Interesting. I have often thought that FDR brought his Wash DC administration from his governor's administration in Albany. Among these were the finest group of socialists, socialite fashionable communists and more insidious, communist agents loyal only to Moscow. That certainly was a bullet America dodged by virtue of the US (and USSR) having to deal with the belligerents in Berlin and Tokyo. As for socialism's ability to produce prosperity, nothing could be further from the facts as was revealed when the Soviet Union collapsed. The real, "Dirty Little Secret" of socialism, is that it always produces a shortage of necessities.
Buck.
I am glad that Hayek lived long enough to see Margaret Thatcher and Ronald Reagan embraced the lessons learned from this book and caused the great economic boom of the 1980's in the UK and USA, respectively.

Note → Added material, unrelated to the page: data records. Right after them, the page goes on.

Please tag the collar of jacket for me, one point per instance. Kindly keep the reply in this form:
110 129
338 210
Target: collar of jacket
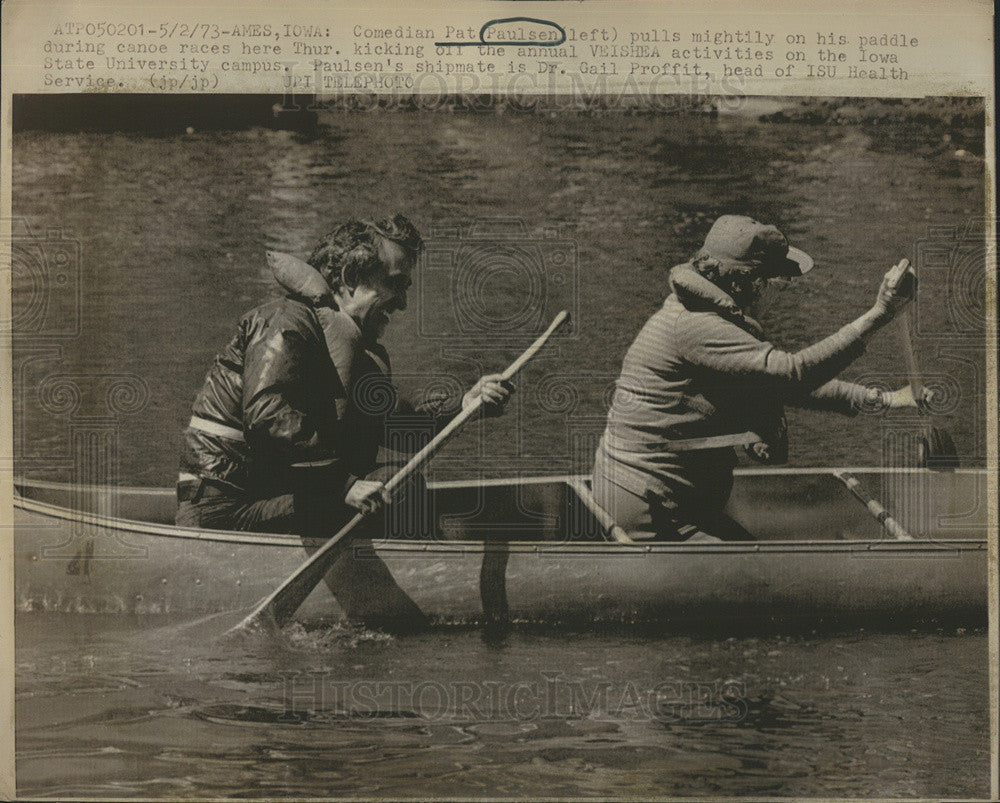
697 293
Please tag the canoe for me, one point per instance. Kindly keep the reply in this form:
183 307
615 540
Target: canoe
531 550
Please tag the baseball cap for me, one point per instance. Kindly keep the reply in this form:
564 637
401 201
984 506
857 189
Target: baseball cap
745 241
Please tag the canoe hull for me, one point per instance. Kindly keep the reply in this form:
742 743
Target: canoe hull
68 564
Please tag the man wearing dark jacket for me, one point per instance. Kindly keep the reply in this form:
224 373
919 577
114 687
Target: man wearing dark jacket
701 378
294 409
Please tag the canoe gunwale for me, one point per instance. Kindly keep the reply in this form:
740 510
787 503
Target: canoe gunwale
886 545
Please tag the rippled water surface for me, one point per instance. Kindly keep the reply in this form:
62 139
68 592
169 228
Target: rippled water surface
107 707
172 232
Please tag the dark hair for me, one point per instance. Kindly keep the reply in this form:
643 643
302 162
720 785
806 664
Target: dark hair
348 255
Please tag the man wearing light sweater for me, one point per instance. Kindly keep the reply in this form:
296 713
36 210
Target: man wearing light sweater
701 378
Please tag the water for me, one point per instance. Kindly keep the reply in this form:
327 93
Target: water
109 708
172 231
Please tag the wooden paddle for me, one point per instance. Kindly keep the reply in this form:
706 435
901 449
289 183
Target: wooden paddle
278 607
937 448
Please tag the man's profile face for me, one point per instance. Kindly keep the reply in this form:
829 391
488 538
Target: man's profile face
387 292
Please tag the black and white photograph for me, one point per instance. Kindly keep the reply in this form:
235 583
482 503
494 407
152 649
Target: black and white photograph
378 445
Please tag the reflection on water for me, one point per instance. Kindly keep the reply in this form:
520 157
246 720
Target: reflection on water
111 708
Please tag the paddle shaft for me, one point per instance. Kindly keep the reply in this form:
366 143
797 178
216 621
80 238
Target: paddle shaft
906 343
938 447
880 514
281 604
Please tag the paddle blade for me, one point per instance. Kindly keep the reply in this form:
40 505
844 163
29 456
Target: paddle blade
938 452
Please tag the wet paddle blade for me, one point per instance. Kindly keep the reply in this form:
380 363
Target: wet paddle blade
938 452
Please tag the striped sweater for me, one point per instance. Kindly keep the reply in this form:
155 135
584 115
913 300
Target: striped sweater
699 368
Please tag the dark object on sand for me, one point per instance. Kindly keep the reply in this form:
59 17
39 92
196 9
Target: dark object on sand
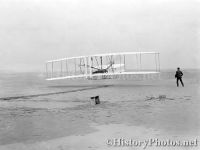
95 100
178 77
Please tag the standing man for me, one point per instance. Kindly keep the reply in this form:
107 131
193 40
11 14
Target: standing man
178 77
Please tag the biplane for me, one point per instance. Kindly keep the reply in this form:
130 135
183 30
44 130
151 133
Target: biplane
103 66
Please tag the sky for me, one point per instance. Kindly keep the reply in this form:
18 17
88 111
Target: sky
33 31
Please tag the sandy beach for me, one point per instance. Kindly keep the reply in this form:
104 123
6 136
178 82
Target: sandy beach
64 118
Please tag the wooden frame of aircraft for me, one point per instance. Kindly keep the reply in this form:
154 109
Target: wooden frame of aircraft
100 66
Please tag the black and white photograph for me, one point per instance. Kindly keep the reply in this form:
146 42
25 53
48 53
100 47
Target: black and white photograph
99 75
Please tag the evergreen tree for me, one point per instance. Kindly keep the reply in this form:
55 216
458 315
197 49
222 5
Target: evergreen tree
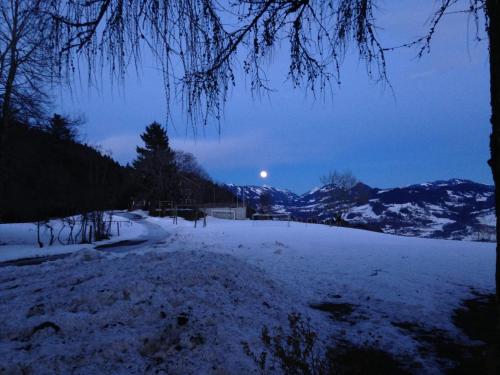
155 165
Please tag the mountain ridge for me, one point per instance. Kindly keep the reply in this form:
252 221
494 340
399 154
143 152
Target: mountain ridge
457 208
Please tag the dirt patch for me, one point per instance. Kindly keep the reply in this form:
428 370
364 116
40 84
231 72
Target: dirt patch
337 311
120 244
476 318
32 261
367 361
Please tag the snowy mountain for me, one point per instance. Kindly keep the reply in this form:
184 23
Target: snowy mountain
453 209
281 200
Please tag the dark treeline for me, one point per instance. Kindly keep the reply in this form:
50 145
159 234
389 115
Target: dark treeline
47 173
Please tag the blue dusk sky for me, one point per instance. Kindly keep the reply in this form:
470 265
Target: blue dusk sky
434 124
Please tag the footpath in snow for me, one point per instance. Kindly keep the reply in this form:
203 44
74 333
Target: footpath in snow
184 303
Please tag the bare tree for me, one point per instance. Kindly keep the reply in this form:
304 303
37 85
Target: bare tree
342 198
187 163
206 36
24 60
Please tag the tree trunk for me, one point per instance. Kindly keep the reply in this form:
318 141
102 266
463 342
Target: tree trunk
493 15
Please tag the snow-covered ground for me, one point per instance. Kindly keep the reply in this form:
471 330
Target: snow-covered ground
122 312
19 240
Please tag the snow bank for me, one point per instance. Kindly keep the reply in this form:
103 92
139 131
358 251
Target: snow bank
19 240
389 279
181 312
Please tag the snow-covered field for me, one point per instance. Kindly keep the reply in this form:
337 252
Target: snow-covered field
185 303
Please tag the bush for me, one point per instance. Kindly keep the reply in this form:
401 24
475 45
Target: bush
296 353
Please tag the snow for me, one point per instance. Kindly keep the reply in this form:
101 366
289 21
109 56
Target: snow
231 278
19 240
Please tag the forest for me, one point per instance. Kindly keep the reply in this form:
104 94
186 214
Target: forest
48 172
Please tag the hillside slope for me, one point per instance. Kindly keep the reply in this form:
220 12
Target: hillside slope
453 209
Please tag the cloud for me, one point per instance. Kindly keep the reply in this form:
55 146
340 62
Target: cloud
121 147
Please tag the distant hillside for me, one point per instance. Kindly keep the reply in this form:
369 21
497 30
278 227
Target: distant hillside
452 209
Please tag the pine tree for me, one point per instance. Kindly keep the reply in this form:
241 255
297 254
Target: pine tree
155 165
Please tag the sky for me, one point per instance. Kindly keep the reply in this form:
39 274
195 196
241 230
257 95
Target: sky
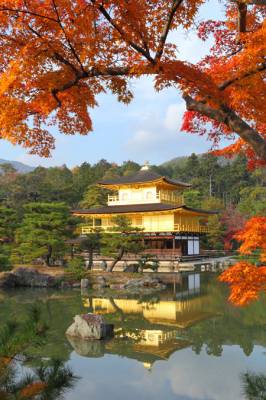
148 129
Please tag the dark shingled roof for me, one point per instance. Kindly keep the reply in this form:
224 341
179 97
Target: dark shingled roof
132 208
141 177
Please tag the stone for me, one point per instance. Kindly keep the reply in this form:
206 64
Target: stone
84 283
145 282
90 326
87 348
98 286
117 286
131 268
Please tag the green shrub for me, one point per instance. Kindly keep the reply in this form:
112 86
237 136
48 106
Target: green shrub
5 264
148 261
76 267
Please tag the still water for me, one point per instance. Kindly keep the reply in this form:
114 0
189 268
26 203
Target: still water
184 343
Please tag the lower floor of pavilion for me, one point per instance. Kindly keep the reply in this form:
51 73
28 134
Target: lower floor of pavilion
172 244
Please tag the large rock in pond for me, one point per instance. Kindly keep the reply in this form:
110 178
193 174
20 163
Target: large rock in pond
90 326
146 282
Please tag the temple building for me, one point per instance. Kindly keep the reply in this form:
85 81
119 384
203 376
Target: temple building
154 203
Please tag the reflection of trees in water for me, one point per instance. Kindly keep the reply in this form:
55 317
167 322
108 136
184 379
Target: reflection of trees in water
48 381
254 386
213 334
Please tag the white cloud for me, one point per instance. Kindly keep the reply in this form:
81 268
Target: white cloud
173 117
157 138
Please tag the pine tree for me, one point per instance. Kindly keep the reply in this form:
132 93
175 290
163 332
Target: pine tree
43 231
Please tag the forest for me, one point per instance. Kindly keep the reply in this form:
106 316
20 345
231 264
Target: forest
35 211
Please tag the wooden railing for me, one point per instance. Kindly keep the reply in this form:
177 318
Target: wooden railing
193 228
159 197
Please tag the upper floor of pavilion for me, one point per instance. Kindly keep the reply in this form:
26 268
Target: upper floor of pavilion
144 187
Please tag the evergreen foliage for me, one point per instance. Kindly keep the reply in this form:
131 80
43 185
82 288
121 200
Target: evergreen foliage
43 231
217 184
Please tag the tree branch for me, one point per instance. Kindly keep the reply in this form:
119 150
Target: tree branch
17 10
229 82
175 5
65 34
228 117
242 17
135 46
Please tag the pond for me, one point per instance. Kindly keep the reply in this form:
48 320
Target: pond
184 343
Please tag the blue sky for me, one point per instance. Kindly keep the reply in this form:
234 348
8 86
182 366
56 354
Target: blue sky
146 129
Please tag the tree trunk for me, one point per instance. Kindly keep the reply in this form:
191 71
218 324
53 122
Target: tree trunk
118 258
48 256
90 259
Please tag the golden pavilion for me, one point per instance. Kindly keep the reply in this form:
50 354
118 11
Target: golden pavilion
154 203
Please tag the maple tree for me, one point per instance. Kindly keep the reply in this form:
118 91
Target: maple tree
245 279
58 55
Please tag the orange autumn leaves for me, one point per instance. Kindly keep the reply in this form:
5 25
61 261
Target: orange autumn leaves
245 279
57 56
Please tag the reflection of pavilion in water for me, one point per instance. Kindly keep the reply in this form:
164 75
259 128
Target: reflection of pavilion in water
150 331
185 310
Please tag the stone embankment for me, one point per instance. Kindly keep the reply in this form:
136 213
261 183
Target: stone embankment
29 277
45 278
90 326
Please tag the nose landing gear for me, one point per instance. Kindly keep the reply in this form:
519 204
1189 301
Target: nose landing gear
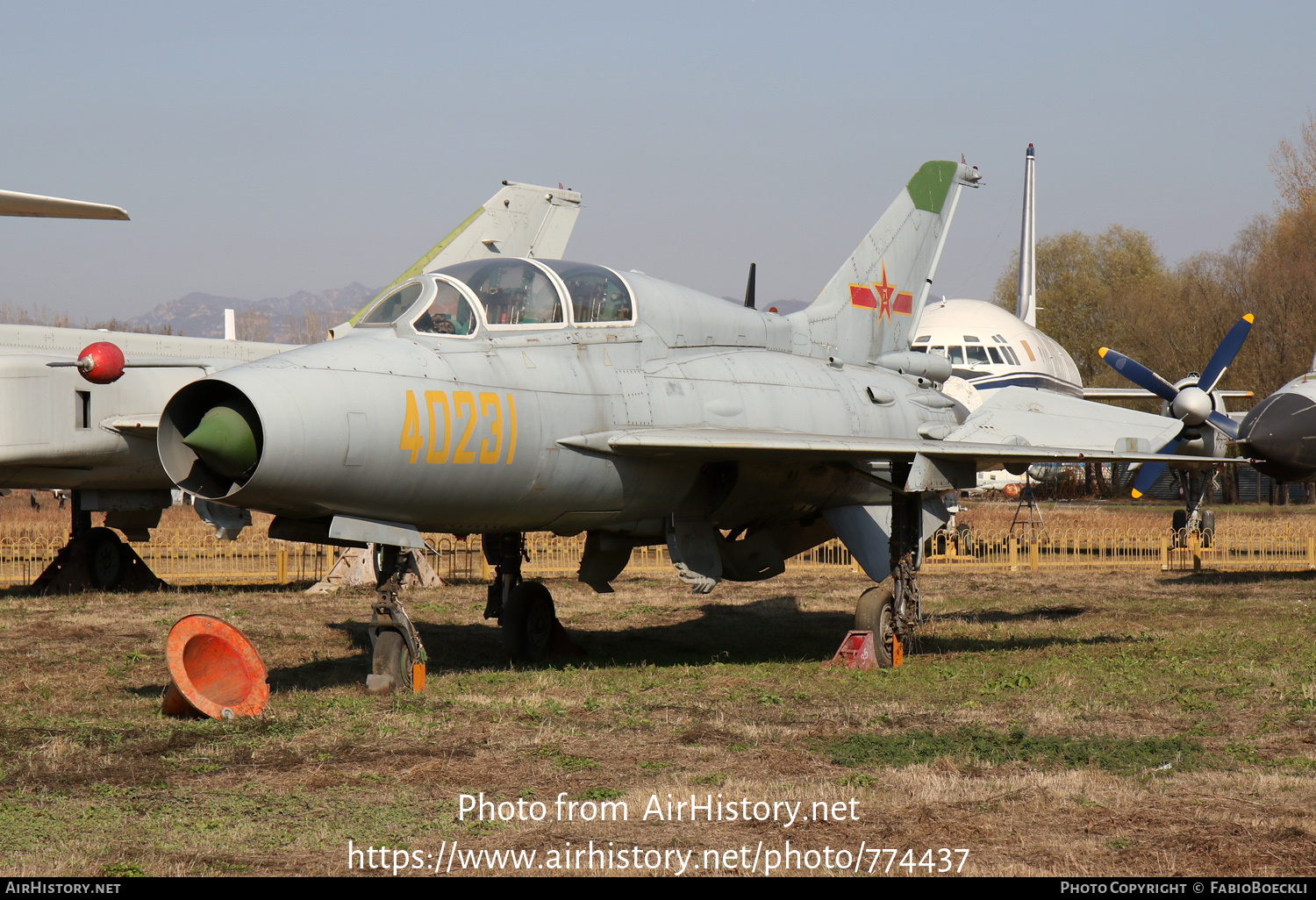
399 655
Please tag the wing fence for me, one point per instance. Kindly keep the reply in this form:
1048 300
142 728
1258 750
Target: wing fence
195 557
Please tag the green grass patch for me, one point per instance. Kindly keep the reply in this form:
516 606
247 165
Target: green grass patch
1121 755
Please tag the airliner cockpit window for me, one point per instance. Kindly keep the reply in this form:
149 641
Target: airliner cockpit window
513 291
597 295
447 313
392 307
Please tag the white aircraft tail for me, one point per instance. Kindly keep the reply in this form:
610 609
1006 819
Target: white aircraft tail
1026 304
873 303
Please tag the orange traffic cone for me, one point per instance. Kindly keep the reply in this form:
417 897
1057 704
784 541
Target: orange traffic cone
216 671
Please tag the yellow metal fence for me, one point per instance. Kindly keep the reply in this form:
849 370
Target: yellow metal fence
199 558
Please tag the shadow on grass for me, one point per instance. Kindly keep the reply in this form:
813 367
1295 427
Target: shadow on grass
278 587
932 645
774 629
994 616
1236 578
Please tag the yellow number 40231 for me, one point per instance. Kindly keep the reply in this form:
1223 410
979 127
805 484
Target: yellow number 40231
447 413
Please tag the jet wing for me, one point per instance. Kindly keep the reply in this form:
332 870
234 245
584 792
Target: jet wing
1039 418
41 207
1016 426
720 444
1139 394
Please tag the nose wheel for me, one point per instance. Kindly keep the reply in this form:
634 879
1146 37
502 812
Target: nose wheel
399 657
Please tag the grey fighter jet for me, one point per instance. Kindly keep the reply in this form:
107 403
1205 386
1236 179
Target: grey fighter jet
74 418
503 396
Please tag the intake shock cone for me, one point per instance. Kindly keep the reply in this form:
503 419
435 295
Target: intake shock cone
216 671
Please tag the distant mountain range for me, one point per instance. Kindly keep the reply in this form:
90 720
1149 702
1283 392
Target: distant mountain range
292 318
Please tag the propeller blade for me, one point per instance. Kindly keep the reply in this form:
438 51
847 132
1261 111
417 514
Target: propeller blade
1223 424
1139 374
1152 471
1224 354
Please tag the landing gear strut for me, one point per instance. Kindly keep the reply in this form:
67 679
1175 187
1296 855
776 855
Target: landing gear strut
397 650
894 613
1198 489
524 610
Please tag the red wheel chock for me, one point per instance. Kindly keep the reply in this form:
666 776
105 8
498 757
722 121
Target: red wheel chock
855 652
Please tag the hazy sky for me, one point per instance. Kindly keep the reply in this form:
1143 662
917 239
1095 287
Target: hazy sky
268 147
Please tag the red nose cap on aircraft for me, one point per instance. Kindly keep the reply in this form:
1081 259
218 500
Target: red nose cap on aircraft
225 442
100 362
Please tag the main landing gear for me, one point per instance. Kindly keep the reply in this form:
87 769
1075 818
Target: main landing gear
94 560
524 610
892 613
1192 518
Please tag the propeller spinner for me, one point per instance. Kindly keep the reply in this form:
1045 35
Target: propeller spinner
1190 404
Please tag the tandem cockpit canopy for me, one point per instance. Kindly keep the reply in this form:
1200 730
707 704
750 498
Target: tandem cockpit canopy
511 294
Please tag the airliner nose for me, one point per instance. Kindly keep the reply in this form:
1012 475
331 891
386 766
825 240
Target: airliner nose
1281 431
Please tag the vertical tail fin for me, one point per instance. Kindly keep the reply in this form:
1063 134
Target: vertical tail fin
1026 304
874 302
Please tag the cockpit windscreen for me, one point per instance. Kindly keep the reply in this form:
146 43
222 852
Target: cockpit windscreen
394 305
597 294
513 291
447 313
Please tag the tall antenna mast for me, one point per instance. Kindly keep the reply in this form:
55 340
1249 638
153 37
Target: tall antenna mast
1026 304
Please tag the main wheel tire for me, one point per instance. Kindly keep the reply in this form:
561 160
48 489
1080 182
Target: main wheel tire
528 621
876 612
104 558
394 658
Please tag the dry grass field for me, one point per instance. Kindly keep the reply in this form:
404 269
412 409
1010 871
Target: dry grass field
1087 723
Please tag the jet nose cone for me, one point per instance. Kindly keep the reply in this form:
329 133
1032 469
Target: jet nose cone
224 441
1282 432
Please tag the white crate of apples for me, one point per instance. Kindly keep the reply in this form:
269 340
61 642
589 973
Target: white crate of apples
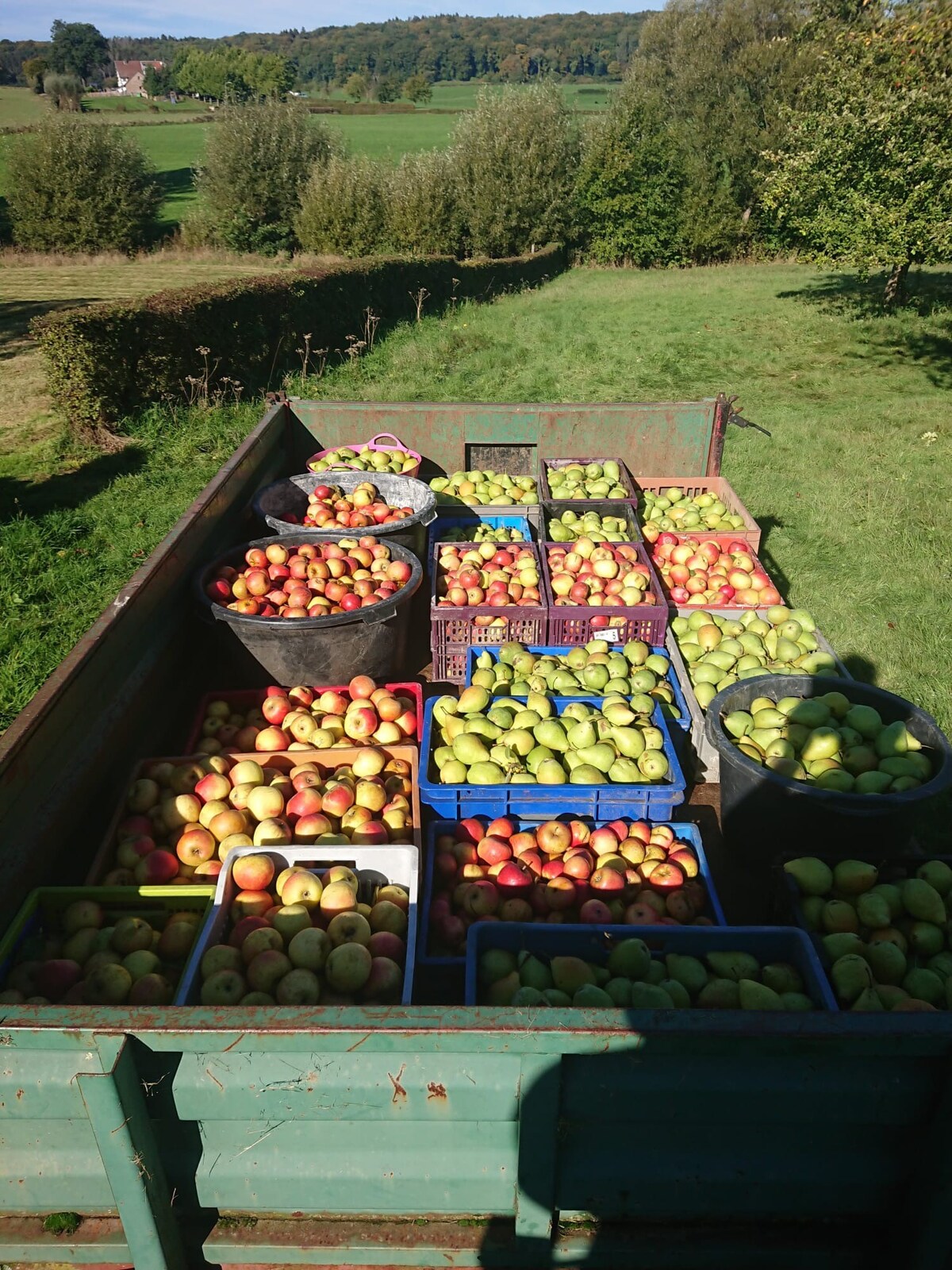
486 573
712 575
295 929
182 819
622 873
305 718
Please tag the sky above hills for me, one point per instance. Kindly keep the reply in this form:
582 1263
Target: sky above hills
31 19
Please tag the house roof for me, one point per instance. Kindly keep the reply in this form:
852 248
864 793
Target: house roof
126 70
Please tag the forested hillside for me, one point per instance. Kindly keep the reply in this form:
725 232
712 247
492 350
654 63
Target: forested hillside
442 48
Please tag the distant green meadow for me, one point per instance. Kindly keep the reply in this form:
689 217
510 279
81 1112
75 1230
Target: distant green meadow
177 148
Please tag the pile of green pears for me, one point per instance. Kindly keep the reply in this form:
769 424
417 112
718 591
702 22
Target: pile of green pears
632 978
672 510
386 460
480 741
569 527
482 533
831 743
886 943
486 489
585 480
593 670
720 651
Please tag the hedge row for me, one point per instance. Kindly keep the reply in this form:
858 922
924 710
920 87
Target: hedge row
106 361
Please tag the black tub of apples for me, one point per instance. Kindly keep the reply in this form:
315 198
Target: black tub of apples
334 624
814 765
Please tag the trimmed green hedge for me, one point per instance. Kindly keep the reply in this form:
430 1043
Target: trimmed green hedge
108 360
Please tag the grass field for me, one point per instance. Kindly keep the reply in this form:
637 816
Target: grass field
850 491
175 145
31 286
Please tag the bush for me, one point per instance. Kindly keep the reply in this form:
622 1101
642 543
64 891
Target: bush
516 158
80 187
343 207
631 184
423 206
63 92
258 159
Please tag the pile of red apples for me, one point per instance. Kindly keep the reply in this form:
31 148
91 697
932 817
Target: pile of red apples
600 575
486 573
710 575
314 579
302 937
302 718
330 508
182 819
622 873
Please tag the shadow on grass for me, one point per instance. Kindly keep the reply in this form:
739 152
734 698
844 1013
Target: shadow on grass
861 668
177 187
16 317
928 295
67 491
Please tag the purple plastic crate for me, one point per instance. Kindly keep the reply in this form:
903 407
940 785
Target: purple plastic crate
454 630
573 624
625 482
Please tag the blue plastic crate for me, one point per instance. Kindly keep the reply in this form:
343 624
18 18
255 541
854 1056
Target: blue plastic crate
641 802
514 520
685 829
683 723
593 944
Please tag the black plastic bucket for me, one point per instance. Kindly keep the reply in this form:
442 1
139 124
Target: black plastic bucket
290 497
768 817
321 649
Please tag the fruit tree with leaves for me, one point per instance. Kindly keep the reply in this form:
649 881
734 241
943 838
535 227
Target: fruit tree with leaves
865 175
78 48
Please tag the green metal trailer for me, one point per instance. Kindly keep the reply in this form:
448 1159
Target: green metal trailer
429 1134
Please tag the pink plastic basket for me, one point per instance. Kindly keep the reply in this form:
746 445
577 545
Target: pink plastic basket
578 624
374 444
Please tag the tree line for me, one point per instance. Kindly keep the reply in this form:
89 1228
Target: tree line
440 48
743 129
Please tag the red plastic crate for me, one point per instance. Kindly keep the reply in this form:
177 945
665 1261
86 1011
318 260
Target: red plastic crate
721 540
693 486
454 630
244 698
546 495
573 624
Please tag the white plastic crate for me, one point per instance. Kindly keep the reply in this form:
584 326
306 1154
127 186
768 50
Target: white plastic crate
374 867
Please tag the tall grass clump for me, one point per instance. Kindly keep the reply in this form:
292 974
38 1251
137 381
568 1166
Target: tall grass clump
75 186
344 207
258 160
516 158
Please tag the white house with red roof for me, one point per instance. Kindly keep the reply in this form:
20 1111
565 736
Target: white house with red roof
131 76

Yes, Churchill and his Conservative Party was voyed out. Britain's slide into socialism was presided over by a new, Labour Party, socialist government
"The lessons of history, confirmed by the evidence immediately before me, show conclusively that continued dependence upon relief induces a spiritual and moral disintegration fundamentally destructive to the national fiber. To dole out relief in this way is to administer a narcotic, a subtle destroyer of the human spirit. It is inimical to the dictates of sound policy. It is in violation of the traditions of America. Work must be found for able-bodied but destitute workers. The federal government must and shall quit this business of relief."
Hint: It wasn't Ronald Reagan, it was none other than FDR himself.
More great and important work from the Cato Institute.
Another one of the big legacies was income tax witholding, i.e. right out of the paycheck before even being paid. The effects of this cannot be over-emphasized. Citizens paying their taxes voluntarily, after-the-fact, gave a level of control that was lost forever. "Tax revolts" (of which I am not advocating, mind you) were no longer possible.
Incidentally, revenues were far, far higher than anticipated, simply because so many citizens had previously declined to report all of their income, and of course it was impractical to audit millions, of course. Income tax witholding set the course for a lot of things that people take for granted to day.
If you think FDR's "New Deal" was raw, just wait until you have to live under "The New World Order!"